Three studies published last week in the Annals of Internal Medicine offered evidence that by pushing first doses out faster, new infections could be averted and case rates slowed.
One of those modeling exercises explored the trade-off between speed and the more limited effectiveness of a single dose. Researchers from Stanford concluded it made sense not to tie up second doses in refrigerators but to push them out instead.
The Stanford team assumed that over eight weeks, about 24 million people would get at least a first dose of vaccine. And on the basis of the scant available data, the team assumed that a single dose would reduce a recipient’s risk of developing COVID-19 by just over 50%.
Under those conditions, the number of people who develop COVID-19 could be cut by between 23% and 29% compared to a strategy of holding back half of all doses now to keep on hand for use as second doses, the researchers estimated.
“This is not a magic solution,” said coauthor Joshua A. Salomon, a senior fellow at Stanford’s Center for Health Policy.
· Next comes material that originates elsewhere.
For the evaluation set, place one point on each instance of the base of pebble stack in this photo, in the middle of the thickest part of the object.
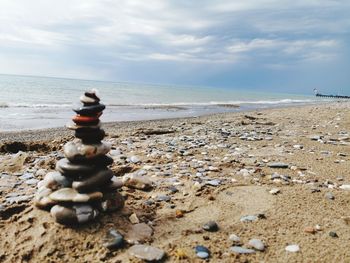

Among other issues, if vaccine supply collapses in the coming months, Americans may wind up more vulnerable because the immunity of a single-dose-only inoculation may not last very long.
But for now, he said it’s clear that the shots need to get into arms: “We need to get an aggressive supply to states. And, states need to ramp up delivery. Really both need to happen.”
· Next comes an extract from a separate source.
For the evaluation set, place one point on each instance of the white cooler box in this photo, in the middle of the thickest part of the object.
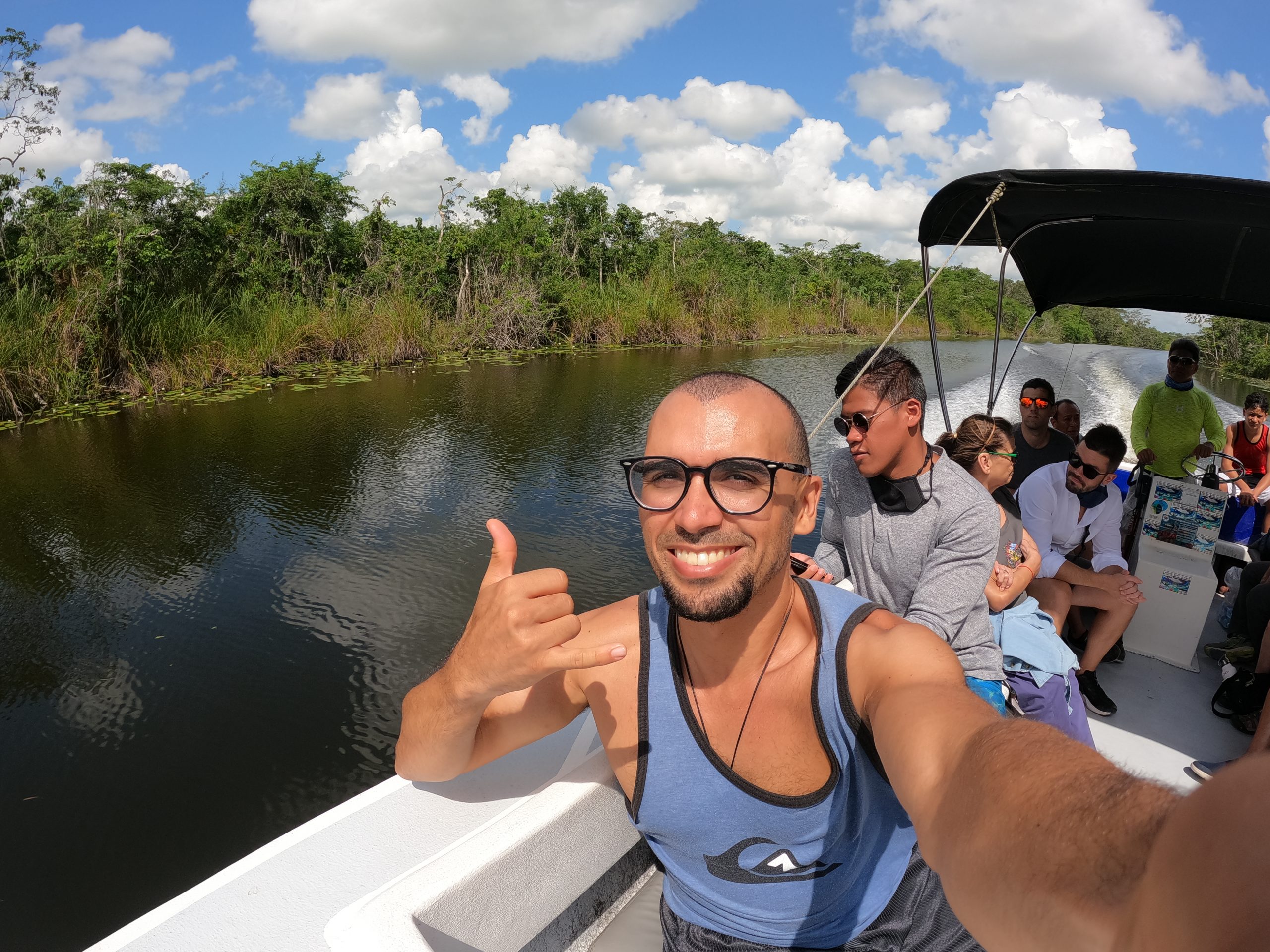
(1175, 563)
What’s wrong with giving vaccines to seniors and people with underlying health conditions?
Good question. After all, these are the people most likely to become very sick, and to die. And they’re more willing to seek out the vaccine, show up to get it, and return for their second dose than many of the essential front-line workers who were supposed to come before them. Indeed, their eagerness is why so many scheduling websites are crashing right now.
If they get vaccinated in large numbers, hospitalization and death rates are likely to decrease quickly. And not only will they protect themselves, they may also prevent secondary infections — those passed on to people they come into contact with, and the people who in turn come into contact with those people.
So the new plan may be less fair but more effective at slowing the pandemic?
In principle, yes. Black and brown communities will now compete for scarce vaccine doses with highly motivated, better resourced communities of older white people. That’s hardly a level playing field.
At this point, we may never know if Black Americans’ reluctance to get the vaccine early could have been overcome, or if vaccine uptake could have been increased by focusing distribution efforts on communities of color. Such efforts didn’t get off the ground fast enough.
At the same time, if people who are more likely to occupy hospital beds or die get vaccinated in large numbers, medical resources could be freed up to care for everyone else.
“People are going to be unhappy no matter what you do,” said Dr. Paul Offit, a pediatrician at Children’s Hospital of Philadelphia who served on the CDC’s vaccine advisory committee. “There’s a limited amount of vaccine, and many will die. This is a Titanic situation: Everybody needs to get off the ship as fast as possible and there aren’t enough lifeboats.”